Jaspers Zitat 6a – natürliche Krankheitseinheiten – Frage der Einheitspsychose

“ …, so bedrängt doch die Psychopathologie seit altersher die Frage: Wie findet sich denn alles im Einzelfall zusammen? Welche Krankheit, d.h. Krankheitseinheit liegt denn vor? Welche Krankheitseinheiten gibt es? Der Psychiater als Analytiker zergliedert einen Fall nach allen Richtungen, der Psychiater als Kliniker will eine Diagnose machen. Seit altersher ist auf diese Frage in doppeltem Sinne geantwortet.

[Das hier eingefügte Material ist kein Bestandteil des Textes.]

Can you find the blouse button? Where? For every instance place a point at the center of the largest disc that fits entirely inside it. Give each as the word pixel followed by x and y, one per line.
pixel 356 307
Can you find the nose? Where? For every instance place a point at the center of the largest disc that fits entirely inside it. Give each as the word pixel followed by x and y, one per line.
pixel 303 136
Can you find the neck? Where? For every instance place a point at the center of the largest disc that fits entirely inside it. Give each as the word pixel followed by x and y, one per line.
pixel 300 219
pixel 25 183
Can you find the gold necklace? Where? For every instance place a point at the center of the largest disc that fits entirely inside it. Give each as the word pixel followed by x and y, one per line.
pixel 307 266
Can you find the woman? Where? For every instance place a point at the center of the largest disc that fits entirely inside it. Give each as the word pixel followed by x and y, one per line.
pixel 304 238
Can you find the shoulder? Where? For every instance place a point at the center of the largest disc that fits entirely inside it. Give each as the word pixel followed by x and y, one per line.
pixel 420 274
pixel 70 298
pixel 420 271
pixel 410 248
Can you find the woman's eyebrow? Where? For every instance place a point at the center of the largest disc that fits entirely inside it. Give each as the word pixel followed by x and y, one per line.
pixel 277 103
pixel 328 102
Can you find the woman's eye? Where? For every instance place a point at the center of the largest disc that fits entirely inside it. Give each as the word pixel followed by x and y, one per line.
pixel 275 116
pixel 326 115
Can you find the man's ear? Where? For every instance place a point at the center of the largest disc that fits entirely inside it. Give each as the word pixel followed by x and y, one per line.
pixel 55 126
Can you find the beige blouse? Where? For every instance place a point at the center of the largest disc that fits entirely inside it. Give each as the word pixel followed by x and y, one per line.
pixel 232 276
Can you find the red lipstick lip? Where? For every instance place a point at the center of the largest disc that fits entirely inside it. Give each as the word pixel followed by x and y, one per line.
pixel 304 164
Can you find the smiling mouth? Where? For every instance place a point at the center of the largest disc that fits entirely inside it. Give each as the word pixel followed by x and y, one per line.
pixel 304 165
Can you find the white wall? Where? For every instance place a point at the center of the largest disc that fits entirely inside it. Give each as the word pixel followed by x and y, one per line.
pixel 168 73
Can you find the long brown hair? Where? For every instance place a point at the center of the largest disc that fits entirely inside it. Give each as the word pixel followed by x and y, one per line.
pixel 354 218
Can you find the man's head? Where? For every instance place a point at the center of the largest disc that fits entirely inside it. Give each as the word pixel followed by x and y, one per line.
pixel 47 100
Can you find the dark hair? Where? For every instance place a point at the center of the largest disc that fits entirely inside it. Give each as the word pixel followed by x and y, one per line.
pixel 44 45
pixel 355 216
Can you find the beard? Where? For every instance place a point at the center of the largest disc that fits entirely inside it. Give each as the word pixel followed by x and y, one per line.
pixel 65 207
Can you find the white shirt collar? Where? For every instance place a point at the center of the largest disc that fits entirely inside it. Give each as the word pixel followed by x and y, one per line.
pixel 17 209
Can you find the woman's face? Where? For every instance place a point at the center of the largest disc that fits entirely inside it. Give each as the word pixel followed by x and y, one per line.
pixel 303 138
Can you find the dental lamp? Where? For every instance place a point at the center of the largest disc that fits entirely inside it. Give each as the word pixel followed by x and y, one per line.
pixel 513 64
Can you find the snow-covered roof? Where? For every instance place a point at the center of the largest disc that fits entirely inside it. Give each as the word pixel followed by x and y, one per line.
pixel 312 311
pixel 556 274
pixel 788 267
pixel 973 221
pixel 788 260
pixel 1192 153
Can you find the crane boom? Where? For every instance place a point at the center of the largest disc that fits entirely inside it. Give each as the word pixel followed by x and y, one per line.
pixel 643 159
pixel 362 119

Die einen trugen die Lehre von der Einheitspsychose vor: es gibt gar keine Krankheitseinheiten in der Psychopathologie, es gibt eine ungeheure Mannigfaltigkeit von Variationen des Irreseins, die überall und nach allen Richtungen fließend ineinander übergehen. Die anderen lehrten: es ist die Hauptaufgabe der Psychiatrie, die natürlichen Krankheitseinheiten zu finden, die prinzipiell voneinander getrennt sind, denen Symptomatologie, Verlauf, Ursache und körperlicher Befund charakteristisch gemeinsam sind, zwischen denen keine Übergänge bestehen.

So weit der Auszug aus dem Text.